Schließlich versucht der Clown, das Licht - einem Schildbürger gleich - mit seinem Koffer einzufangen. Offenbar gelingt es ihm, denn mit einem Mal ist die Manege wieder dunkel. Es folgen einige bange Augenblicke des Wartens. Doch dann öffnet er seinen Koffer und schüttet das Licht mit weiten Bewegungen in das Publikum hinein. Es wird taghell unter dem Zirkusdach. Die Zuschauer, die den Clown gespannt beobachtet haben, atmen hörbar auf und klatschen begeistert Beifall. Eine seltsame Mischung von Heiterkeit und Nachdenklichkeit hat sie erfasst. Damit beginnt das Programm des Abends.

Oleg Popow wurde am 31. Juli 1930 in Moskau geboren und lebt seit etwa 10 Jahren im fränkischen Egloffstein.
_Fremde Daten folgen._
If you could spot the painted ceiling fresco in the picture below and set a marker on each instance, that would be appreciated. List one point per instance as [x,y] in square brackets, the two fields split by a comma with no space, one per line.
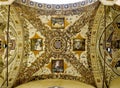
[59,44]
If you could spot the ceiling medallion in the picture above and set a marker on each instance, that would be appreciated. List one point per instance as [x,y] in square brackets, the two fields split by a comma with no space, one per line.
[57,44]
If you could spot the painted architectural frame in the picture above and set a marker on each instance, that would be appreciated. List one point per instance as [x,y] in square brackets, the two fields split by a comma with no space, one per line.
[58,22]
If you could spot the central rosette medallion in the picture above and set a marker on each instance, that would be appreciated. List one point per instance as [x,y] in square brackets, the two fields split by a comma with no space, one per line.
[56,42]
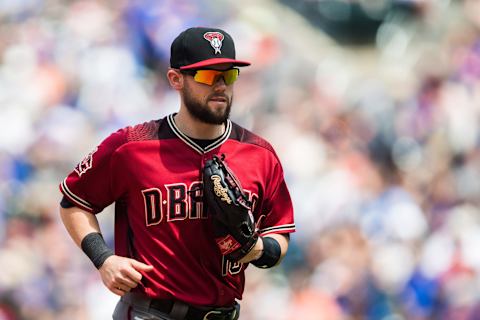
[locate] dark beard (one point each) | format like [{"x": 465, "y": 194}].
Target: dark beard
[{"x": 201, "y": 111}]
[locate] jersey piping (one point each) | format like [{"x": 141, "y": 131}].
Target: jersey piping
[
  {"x": 192, "y": 144},
  {"x": 79, "y": 201}
]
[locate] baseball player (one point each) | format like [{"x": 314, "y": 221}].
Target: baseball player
[{"x": 197, "y": 197}]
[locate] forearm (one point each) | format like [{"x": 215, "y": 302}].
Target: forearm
[{"x": 257, "y": 250}]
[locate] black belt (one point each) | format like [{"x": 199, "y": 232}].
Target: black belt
[
  {"x": 195, "y": 313},
  {"x": 188, "y": 312}
]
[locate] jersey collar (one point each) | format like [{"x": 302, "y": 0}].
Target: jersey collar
[{"x": 192, "y": 144}]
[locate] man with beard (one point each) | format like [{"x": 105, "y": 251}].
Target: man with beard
[{"x": 167, "y": 263}]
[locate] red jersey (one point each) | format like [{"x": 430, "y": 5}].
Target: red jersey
[{"x": 153, "y": 173}]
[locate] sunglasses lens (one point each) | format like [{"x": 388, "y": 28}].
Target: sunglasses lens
[
  {"x": 230, "y": 76},
  {"x": 206, "y": 76},
  {"x": 211, "y": 76}
]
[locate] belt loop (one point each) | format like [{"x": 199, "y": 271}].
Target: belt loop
[{"x": 179, "y": 310}]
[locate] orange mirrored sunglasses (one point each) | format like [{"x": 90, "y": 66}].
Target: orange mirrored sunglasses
[{"x": 209, "y": 76}]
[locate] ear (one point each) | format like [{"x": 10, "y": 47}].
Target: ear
[{"x": 175, "y": 78}]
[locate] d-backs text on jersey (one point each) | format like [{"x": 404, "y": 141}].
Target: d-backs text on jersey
[{"x": 178, "y": 201}]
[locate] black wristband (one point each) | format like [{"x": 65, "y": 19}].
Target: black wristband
[
  {"x": 96, "y": 249},
  {"x": 271, "y": 254}
]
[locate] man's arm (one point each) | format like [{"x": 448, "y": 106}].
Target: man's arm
[
  {"x": 258, "y": 249},
  {"x": 119, "y": 274}
]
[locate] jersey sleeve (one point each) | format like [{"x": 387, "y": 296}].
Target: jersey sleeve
[
  {"x": 90, "y": 185},
  {"x": 277, "y": 213}
]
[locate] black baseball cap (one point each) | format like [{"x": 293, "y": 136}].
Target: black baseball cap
[{"x": 202, "y": 47}]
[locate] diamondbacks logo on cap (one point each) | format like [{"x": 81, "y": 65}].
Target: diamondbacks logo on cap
[
  {"x": 215, "y": 39},
  {"x": 86, "y": 163}
]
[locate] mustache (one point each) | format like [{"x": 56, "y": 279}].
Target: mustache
[{"x": 218, "y": 95}]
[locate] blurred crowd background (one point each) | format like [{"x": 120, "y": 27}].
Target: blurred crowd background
[{"x": 373, "y": 107}]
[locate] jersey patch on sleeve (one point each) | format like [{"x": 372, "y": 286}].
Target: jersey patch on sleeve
[{"x": 86, "y": 163}]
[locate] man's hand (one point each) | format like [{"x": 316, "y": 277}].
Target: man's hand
[{"x": 120, "y": 274}]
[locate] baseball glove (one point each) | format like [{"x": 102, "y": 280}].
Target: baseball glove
[{"x": 233, "y": 223}]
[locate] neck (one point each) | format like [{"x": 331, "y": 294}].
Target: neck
[{"x": 195, "y": 128}]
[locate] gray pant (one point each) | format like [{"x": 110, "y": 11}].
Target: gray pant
[{"x": 134, "y": 306}]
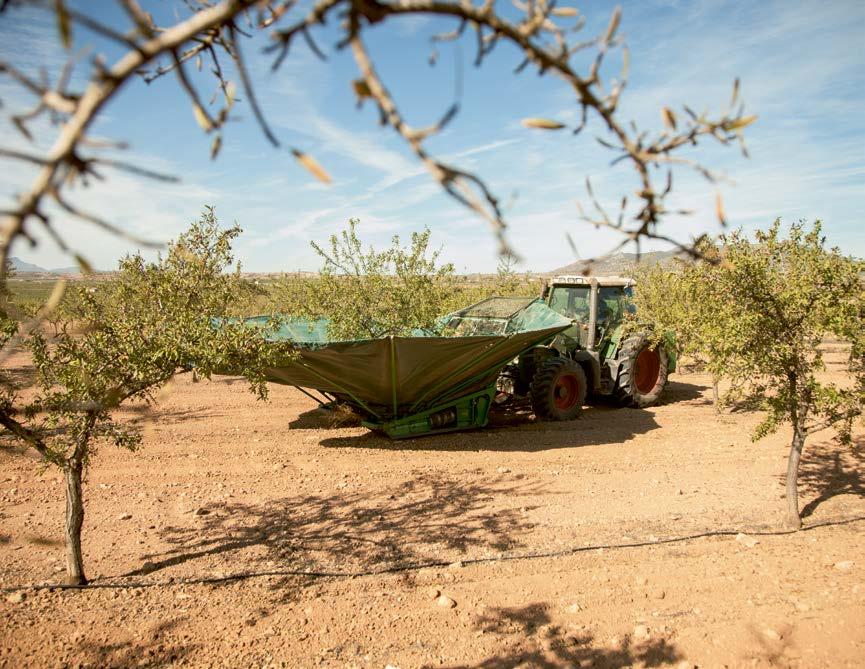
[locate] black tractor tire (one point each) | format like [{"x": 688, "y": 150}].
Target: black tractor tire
[
  {"x": 642, "y": 372},
  {"x": 558, "y": 390}
]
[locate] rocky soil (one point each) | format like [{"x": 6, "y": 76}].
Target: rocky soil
[{"x": 256, "y": 534}]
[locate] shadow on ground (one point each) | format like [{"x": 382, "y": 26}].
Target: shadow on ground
[
  {"x": 534, "y": 641},
  {"x": 156, "y": 648},
  {"x": 828, "y": 470},
  {"x": 428, "y": 518}
]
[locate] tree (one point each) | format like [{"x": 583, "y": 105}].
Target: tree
[
  {"x": 676, "y": 299},
  {"x": 759, "y": 317},
  {"x": 368, "y": 293},
  {"x": 541, "y": 35},
  {"x": 153, "y": 321}
]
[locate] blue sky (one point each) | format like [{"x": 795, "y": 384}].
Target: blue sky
[{"x": 802, "y": 67}]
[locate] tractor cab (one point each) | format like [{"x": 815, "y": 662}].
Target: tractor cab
[{"x": 596, "y": 305}]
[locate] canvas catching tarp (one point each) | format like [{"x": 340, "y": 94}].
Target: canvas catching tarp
[{"x": 395, "y": 376}]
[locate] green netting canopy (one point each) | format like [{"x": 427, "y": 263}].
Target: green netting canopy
[{"x": 398, "y": 376}]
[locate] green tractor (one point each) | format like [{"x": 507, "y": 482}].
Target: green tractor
[{"x": 592, "y": 358}]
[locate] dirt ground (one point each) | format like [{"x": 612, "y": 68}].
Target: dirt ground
[{"x": 248, "y": 534}]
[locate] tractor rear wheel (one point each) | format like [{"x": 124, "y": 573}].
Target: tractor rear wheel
[
  {"x": 642, "y": 372},
  {"x": 558, "y": 390}
]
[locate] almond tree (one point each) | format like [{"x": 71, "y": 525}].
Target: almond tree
[
  {"x": 759, "y": 318},
  {"x": 153, "y": 321},
  {"x": 367, "y": 293}
]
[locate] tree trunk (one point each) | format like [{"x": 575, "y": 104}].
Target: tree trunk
[
  {"x": 74, "y": 521},
  {"x": 793, "y": 518}
]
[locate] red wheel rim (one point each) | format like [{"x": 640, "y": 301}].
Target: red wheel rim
[
  {"x": 648, "y": 369},
  {"x": 566, "y": 392}
]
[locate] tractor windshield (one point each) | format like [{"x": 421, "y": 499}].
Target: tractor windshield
[{"x": 571, "y": 301}]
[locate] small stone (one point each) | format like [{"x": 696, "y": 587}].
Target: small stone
[
  {"x": 745, "y": 540},
  {"x": 445, "y": 602}
]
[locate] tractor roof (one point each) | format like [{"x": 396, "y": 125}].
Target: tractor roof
[{"x": 588, "y": 280}]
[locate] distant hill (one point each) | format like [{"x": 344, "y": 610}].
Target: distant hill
[
  {"x": 619, "y": 263},
  {"x": 22, "y": 267}
]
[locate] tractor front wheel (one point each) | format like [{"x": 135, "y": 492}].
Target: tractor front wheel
[
  {"x": 642, "y": 372},
  {"x": 558, "y": 390}
]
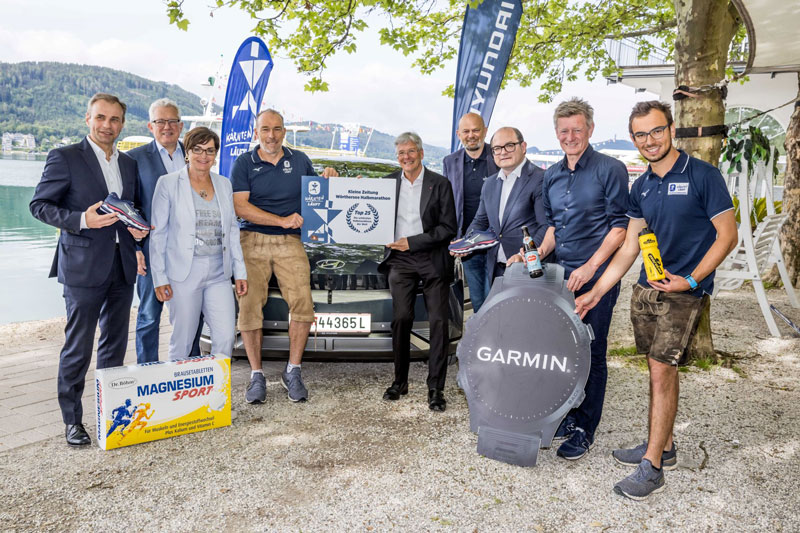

Sein Outfit ist unverwechselbar: Eine knallrote Knollennase im Gesicht, auf dem Kopf eine karierte Ballonmütze, unter der eine strohblonde Perücke hervorschaut. Samtsakko, die gestreifte Hose ein bisschen kurz und die Schuhe viel zu groß. Oleg Popow ist für mich der Clown schlechthin. Jeder seiner Auftritte gleicht einer Predigt, aber ohne erhobenen Zeigefinger.

Am Ende des Abends watschelt der Clown noch einmal durch die Manege. Er begegnet einer schönen Frau, die ihn sichtlich in Entzücken versetzt. Strahlend schenkt er ihr ein Herz, ein rotes. Doch ach, sie verschmäht es und wirft es achtlos in eine Mülltonne. Todtraurig holt der Clown es wieder heraus und läuft ins Dunkel hinein. Doch plötzlich kommt ein kleines Kind herbeigesprungen und nimmt ihn tröstend an der Hand. Und siehe da, das Herz leuchtet auf, beginnt blinkend zu schlagen. Scheinwerfer aus. Beifall.